Sec. 15.  Catamount Health Premiums

Establishes sliding scale premium amounts for Catamount health from $60 to $170, with full premium set at $310

Sec. 16.  Rules Process and Oversight

  • Provides for review of rules by the commission and health access oversight committee
  • Establishes oversight by health access oversight committee

Sec. 17.  Global Commitment Financing

  • Finances Catamount health through Global Commitment
    • Requires agency to seek a waiver amendment to include program in the premium
    • Allows financing as an MCO investment

Sec. 17a. Fund Transfers

Provides for up to $10 million of any balance in the Catamount fund to be transferred for Medicaid.
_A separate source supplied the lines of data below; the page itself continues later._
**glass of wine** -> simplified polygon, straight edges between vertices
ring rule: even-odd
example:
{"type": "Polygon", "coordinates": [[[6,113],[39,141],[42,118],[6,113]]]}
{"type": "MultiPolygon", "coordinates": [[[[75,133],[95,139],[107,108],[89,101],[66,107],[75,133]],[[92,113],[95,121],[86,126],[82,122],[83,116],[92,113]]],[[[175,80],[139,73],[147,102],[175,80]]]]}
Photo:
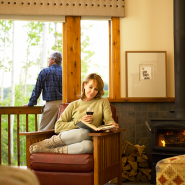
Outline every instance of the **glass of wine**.
{"type": "Polygon", "coordinates": [[[87,107],[86,114],[87,115],[93,115],[93,113],[94,113],[93,108],[92,107],[87,107]]]}

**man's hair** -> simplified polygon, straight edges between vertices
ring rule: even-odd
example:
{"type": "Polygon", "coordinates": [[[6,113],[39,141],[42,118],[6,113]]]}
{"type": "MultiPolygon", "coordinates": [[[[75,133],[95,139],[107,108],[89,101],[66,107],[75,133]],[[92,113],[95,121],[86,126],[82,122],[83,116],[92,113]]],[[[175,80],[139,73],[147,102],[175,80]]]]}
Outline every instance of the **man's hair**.
{"type": "Polygon", "coordinates": [[[58,65],[61,65],[61,63],[62,63],[62,54],[59,51],[54,51],[53,53],[51,53],[50,58],[55,59],[55,62],[58,65]]]}
{"type": "Polygon", "coordinates": [[[97,83],[97,89],[98,89],[98,93],[97,95],[94,97],[94,99],[100,99],[103,95],[104,95],[104,82],[102,80],[102,78],[100,77],[100,75],[97,75],[96,73],[91,73],[89,74],[85,80],[82,83],[82,94],[79,96],[82,100],[85,98],[85,90],[84,90],[84,85],[88,84],[91,80],[95,80],[97,83]]]}

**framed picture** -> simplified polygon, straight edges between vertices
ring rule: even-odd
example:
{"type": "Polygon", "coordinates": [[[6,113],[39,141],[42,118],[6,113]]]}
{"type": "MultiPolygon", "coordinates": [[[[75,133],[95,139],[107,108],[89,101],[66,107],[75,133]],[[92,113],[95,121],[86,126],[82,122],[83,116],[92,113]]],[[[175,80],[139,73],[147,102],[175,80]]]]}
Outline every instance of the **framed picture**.
{"type": "Polygon", "coordinates": [[[166,98],[166,51],[126,51],[127,98],[166,98]]]}

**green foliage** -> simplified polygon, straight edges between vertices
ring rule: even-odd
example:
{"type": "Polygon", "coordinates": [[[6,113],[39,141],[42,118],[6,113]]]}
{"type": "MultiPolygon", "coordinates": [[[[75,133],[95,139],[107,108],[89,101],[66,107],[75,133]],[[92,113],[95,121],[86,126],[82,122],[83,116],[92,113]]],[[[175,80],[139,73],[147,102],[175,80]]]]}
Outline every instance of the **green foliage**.
{"type": "MultiPolygon", "coordinates": [[[[82,31],[86,30],[92,27],[90,25],[89,27],[82,27],[82,31]]],[[[83,53],[84,57],[81,60],[81,82],[84,81],[85,77],[87,76],[88,68],[90,67],[91,63],[91,57],[95,54],[94,51],[87,50],[87,47],[90,45],[90,38],[89,36],[84,36],[84,33],[81,34],[82,42],[81,42],[81,52],[83,53]]]]}
{"type": "Polygon", "coordinates": [[[55,32],[54,36],[57,37],[56,44],[54,44],[51,49],[54,51],[60,51],[62,53],[62,33],[55,32]]]}
{"type": "Polygon", "coordinates": [[[28,38],[26,41],[31,46],[38,46],[43,31],[43,22],[29,22],[24,27],[27,28],[28,38]]]}
{"type": "Polygon", "coordinates": [[[103,95],[103,97],[108,97],[109,96],[109,91],[104,91],[105,94],[103,95]]]}
{"type": "Polygon", "coordinates": [[[8,164],[8,128],[7,116],[2,116],[1,124],[1,159],[2,164],[8,164]]]}
{"type": "MultiPolygon", "coordinates": [[[[10,41],[10,29],[12,26],[12,21],[7,21],[7,20],[0,20],[0,48],[4,54],[0,55],[0,69],[3,68],[3,63],[5,59],[9,59],[8,56],[5,56],[5,47],[10,47],[11,41],[10,41]],[[5,58],[6,57],[6,58],[5,58]]],[[[4,71],[5,72],[10,72],[11,70],[11,61],[8,62],[8,67],[6,64],[4,64],[4,71]]]]}
{"type": "Polygon", "coordinates": [[[12,21],[6,21],[6,20],[0,20],[0,32],[1,32],[1,37],[0,40],[5,42],[5,39],[10,42],[9,39],[9,30],[11,29],[12,26],[12,21]],[[2,32],[6,34],[6,37],[2,36],[2,32]]]}

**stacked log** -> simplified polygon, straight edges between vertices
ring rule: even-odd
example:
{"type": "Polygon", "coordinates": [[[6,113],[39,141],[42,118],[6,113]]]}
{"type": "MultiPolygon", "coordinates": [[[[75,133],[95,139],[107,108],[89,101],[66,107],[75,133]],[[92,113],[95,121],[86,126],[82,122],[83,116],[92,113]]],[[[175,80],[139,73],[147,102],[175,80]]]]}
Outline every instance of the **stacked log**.
{"type": "MultiPolygon", "coordinates": [[[[124,141],[122,146],[122,181],[138,182],[151,180],[151,169],[148,166],[148,157],[143,152],[145,146],[132,145],[124,141]]],[[[110,183],[117,183],[113,179],[110,183]]]]}
{"type": "Polygon", "coordinates": [[[145,146],[132,145],[124,141],[122,146],[122,181],[149,181],[151,169],[148,157],[143,152],[145,146]]]}

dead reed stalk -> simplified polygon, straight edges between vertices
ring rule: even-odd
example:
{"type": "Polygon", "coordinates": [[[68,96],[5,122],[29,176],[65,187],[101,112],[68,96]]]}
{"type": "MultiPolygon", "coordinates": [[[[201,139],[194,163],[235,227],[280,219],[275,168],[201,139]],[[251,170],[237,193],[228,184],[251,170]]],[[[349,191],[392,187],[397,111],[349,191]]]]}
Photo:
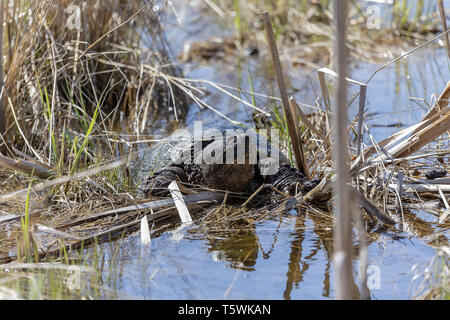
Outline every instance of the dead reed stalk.
{"type": "Polygon", "coordinates": [[[334,115],[335,145],[334,157],[337,180],[334,185],[336,196],[335,215],[335,274],[336,298],[351,299],[353,282],[352,269],[352,214],[353,209],[349,186],[347,183],[348,170],[348,138],[347,138],[347,47],[346,41],[347,1],[335,3],[336,40],[337,51],[337,92],[334,115]]]}
{"type": "Polygon", "coordinates": [[[0,8],[0,135],[5,134],[6,118],[5,118],[5,90],[3,87],[3,18],[5,0],[2,0],[0,8]]]}
{"type": "MultiPolygon", "coordinates": [[[[447,21],[446,21],[446,17],[445,17],[444,1],[443,0],[439,0],[438,1],[438,6],[439,6],[439,14],[441,16],[442,29],[443,29],[444,32],[446,32],[447,31],[447,21]]],[[[446,48],[447,48],[448,57],[450,59],[450,40],[448,38],[448,33],[445,36],[445,45],[446,45],[446,48]]]]}
{"type": "Polygon", "coordinates": [[[275,36],[273,34],[272,22],[270,20],[269,12],[265,11],[263,13],[263,21],[264,28],[266,30],[267,42],[269,43],[270,54],[272,56],[272,61],[275,68],[275,74],[277,76],[278,88],[280,90],[280,96],[283,102],[283,111],[286,117],[286,126],[289,132],[289,137],[291,138],[292,148],[294,149],[295,165],[299,172],[308,177],[305,156],[303,154],[303,146],[300,136],[297,132],[298,130],[296,129],[296,121],[298,121],[298,119],[294,119],[294,116],[291,112],[291,105],[289,103],[288,95],[286,92],[286,84],[284,82],[280,56],[278,54],[278,48],[275,42],[275,36]]]}

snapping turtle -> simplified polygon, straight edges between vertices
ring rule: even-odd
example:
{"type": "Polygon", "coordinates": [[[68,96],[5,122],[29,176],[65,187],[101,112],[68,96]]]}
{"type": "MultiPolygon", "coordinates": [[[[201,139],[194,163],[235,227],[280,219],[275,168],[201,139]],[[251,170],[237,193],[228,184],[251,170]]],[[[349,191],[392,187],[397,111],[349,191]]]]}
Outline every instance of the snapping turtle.
{"type": "Polygon", "coordinates": [[[167,193],[173,180],[250,193],[266,183],[291,195],[319,182],[307,181],[263,135],[233,125],[173,134],[146,151],[131,175],[145,196],[167,193]]]}

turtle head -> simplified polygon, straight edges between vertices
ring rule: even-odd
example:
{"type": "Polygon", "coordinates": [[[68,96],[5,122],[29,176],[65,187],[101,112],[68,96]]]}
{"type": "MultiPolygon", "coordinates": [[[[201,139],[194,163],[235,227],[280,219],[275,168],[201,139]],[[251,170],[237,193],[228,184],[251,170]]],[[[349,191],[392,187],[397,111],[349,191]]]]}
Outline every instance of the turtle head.
{"type": "Polygon", "coordinates": [[[245,191],[255,177],[255,166],[246,164],[211,164],[202,166],[203,179],[210,188],[245,191]]]}
{"type": "Polygon", "coordinates": [[[255,177],[256,155],[245,134],[225,135],[212,140],[201,153],[202,175],[210,188],[244,191],[255,177]]]}

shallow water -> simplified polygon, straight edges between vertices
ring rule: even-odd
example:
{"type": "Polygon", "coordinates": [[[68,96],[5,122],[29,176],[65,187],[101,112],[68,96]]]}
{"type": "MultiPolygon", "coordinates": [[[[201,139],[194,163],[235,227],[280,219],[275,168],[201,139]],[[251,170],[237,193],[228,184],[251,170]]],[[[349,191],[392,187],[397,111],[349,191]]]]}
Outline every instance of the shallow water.
{"type": "MultiPolygon", "coordinates": [[[[231,34],[214,16],[202,16],[177,1],[174,6],[182,25],[192,26],[181,28],[173,21],[173,25],[167,27],[166,36],[174,54],[182,50],[186,40],[231,34]]],[[[365,81],[378,66],[356,62],[351,77],[365,81]]],[[[250,73],[256,92],[277,95],[264,57],[187,65],[185,71],[189,78],[208,79],[243,89],[249,89],[250,73]]],[[[286,74],[297,101],[314,105],[315,95],[308,76],[315,92],[319,93],[316,72],[297,68],[289,69],[286,74]]],[[[441,92],[449,79],[446,52],[436,47],[424,48],[379,72],[367,92],[366,108],[370,114],[367,123],[371,125],[371,134],[380,140],[399,130],[399,127],[380,125],[409,126],[420,120],[426,112],[426,104],[420,102],[418,106],[409,98],[429,102],[431,93],[441,92]]],[[[249,124],[251,109],[213,88],[208,89],[207,103],[229,118],[249,124]]],[[[249,94],[241,94],[250,101],[249,94]]],[[[269,110],[267,99],[258,98],[258,103],[269,110]]],[[[356,112],[354,104],[351,114],[356,112]]],[[[194,120],[202,120],[204,125],[226,122],[217,113],[202,111],[197,106],[191,108],[187,126],[194,120]]],[[[426,212],[421,212],[420,216],[431,224],[436,222],[436,218],[426,212]]],[[[147,247],[141,246],[138,236],[103,245],[106,264],[113,264],[117,272],[113,276],[114,283],[107,282],[107,286],[116,290],[119,297],[139,299],[331,299],[334,296],[332,231],[325,234],[323,229],[318,231],[312,214],[304,217],[292,211],[288,216],[258,222],[253,232],[242,234],[194,236],[188,232],[190,228],[192,226],[164,232],[147,247]],[[113,259],[115,250],[118,254],[113,259]]],[[[413,266],[423,269],[435,256],[435,249],[428,241],[411,236],[417,233],[412,221],[409,228],[396,234],[371,231],[376,234],[376,240],[368,246],[371,298],[410,298],[415,275],[411,269],[413,266]]],[[[357,264],[355,260],[355,266],[357,264]]],[[[105,271],[105,277],[107,274],[105,271]]]]}
{"type": "MultiPolygon", "coordinates": [[[[192,239],[185,227],[165,232],[145,247],[138,236],[109,244],[111,252],[119,252],[114,267],[120,270],[111,289],[119,297],[137,299],[333,298],[331,238],[324,239],[313,220],[294,212],[280,220],[260,222],[252,233],[208,240],[192,239]],[[299,224],[305,229],[296,231],[299,224]]],[[[420,270],[435,255],[421,240],[388,234],[380,234],[368,251],[373,299],[409,298],[413,266],[420,270]]]]}

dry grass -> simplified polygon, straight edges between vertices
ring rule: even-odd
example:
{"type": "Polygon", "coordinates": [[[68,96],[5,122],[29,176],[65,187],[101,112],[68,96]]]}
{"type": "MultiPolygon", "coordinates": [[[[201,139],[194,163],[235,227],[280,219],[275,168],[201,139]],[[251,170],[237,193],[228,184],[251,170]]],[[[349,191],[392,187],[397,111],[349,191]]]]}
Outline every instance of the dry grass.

Sec. 17b. and 17c. Cigarette Tax Increase & Floor Stock Tax

  • Increases the cigarette tax by .60 cents
  • Provides for one-time floor stock tax to account for existing inventory; tax is calculated on July 1, 2006 & paid by August 25, 2006

Sec. 17d. – 17h. Technical Amendments to Funds

  • 17d. amends tobacco settlement statute to account for deposit of strategic payments into the Catamount fund
  • 17e. amends the state health care resources fund to reflect split in cigarette tax between this fund and Catamount fund
  • 17f. deletes obsolete reference to cigarette tax in general fund statute
  • 17g. clarifies that the one-time floor stock tax is to be deposited into the Catamount fund
  • 17h. revises revenue estimates to the emergency board to include Catamount fund and new names of Medicaid funds

Sec. 18.  Reports

  • Provides that the secretary of administration will make recommendations for changes to the program if the insured rate is not at 98% by January 15, 2009 and that the BISHCA survey of insurance status will be completed in time for this report
  • Requires report no later than January 15, 2009 on:
    • The percentage of uninsured Vermonters and the number of insured Vermonters by coverage type
    • An analysis of the trends of catamount health costs and trends in the revenue sources for catamount health
    • Feasibility of allowing additional coverage in Catamount health
    • Number of enrollees with employer sponsored insurance
    • Number of individuals in chronic care management programs
    • Removing or capping the late enrollment premium increases

Sec. 19.  Enrollment Initiatives

Provides for engagement of interested groups and parties in assisting with outreach

Sec. 20.  Commission on Health Care Reform

Provides any reports to the commission

Sec.  21. Appropriations

Medicaid Reimbursement – $2.9 M

Hospital Service Area Incentive Grants – $200,000

Sec. 22. Effective Dates

Upon passage, except:

  • June 30, 2006 for catamount fund & state health care resources fund
  • July 1, 2006 for Medicaid reimbursement, cost shift review, catamount fund transfers, and tobacco litigation fund; cigarette tax applies after this date.